Yes. Roamzy eSIM works in Guatemala on the local mobile networks — your phone connects automatically and picks the strongest signal. The per-MB rate is $0.0041; you only pay for what you use.
How much does mobile data cost in Guatemala with Roamzy?
Mobile data in Guatemala is $0.0041 per megabyte ($4.20 per gigabyte).
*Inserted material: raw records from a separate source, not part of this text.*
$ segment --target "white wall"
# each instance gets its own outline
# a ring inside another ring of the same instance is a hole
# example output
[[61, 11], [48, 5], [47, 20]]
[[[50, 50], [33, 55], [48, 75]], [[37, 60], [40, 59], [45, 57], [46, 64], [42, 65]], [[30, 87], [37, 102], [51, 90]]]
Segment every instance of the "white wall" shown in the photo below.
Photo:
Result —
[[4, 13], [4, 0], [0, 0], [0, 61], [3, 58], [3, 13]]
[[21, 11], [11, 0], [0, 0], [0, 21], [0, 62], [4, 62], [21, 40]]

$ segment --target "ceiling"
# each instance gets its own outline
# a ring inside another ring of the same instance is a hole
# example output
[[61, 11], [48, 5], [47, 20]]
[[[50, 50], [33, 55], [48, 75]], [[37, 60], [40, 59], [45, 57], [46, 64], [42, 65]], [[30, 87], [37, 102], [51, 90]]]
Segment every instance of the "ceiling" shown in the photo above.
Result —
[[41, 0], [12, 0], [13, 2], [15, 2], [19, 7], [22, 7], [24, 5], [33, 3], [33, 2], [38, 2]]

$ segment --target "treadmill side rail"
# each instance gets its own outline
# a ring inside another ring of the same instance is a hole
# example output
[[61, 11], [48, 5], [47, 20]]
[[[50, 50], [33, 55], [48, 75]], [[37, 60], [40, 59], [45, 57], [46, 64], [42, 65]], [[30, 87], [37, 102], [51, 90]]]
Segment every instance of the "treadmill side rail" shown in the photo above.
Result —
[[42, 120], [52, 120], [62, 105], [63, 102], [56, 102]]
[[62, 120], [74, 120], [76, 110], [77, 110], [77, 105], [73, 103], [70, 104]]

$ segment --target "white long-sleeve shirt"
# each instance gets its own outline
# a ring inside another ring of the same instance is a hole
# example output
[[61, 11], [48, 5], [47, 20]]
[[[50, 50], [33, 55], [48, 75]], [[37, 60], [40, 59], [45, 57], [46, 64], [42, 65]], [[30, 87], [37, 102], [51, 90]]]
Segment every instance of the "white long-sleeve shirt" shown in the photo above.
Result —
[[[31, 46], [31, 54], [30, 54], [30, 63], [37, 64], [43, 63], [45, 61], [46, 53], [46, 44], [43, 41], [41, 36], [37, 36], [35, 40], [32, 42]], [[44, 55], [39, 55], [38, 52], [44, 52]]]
There is no daily fee, no minimum, and no auto-renewal — top up once in USDT and travel.
Do I need to enable Data Roaming for my Roamzy eSIM in Guatemala?
Yes — turn Data Roaming ON for the Roamzy line. iOS and Android label it "roaming" because the network in Guatemala is not your home one, but you are not paying roaming fees: Roamzy bills its own per-MB rate of $0.0041.
Can I top up my Roamzy eSIM while travelling in Guatemala?
Yes. Open your Roamzy dashboard in any browser (no app to install), pay in USDT, and the new balance lands in seconds. The same eSIM/QR keeps working — no new install.
What happens if my Roamzy balance runs out while I am in Guatemala?
Service pauses cleanly — no overage charges, no surprises. Top up from any browser and the connection resumes within seconds. The eSIM profile stays installed on your phone; nothing to re-scan.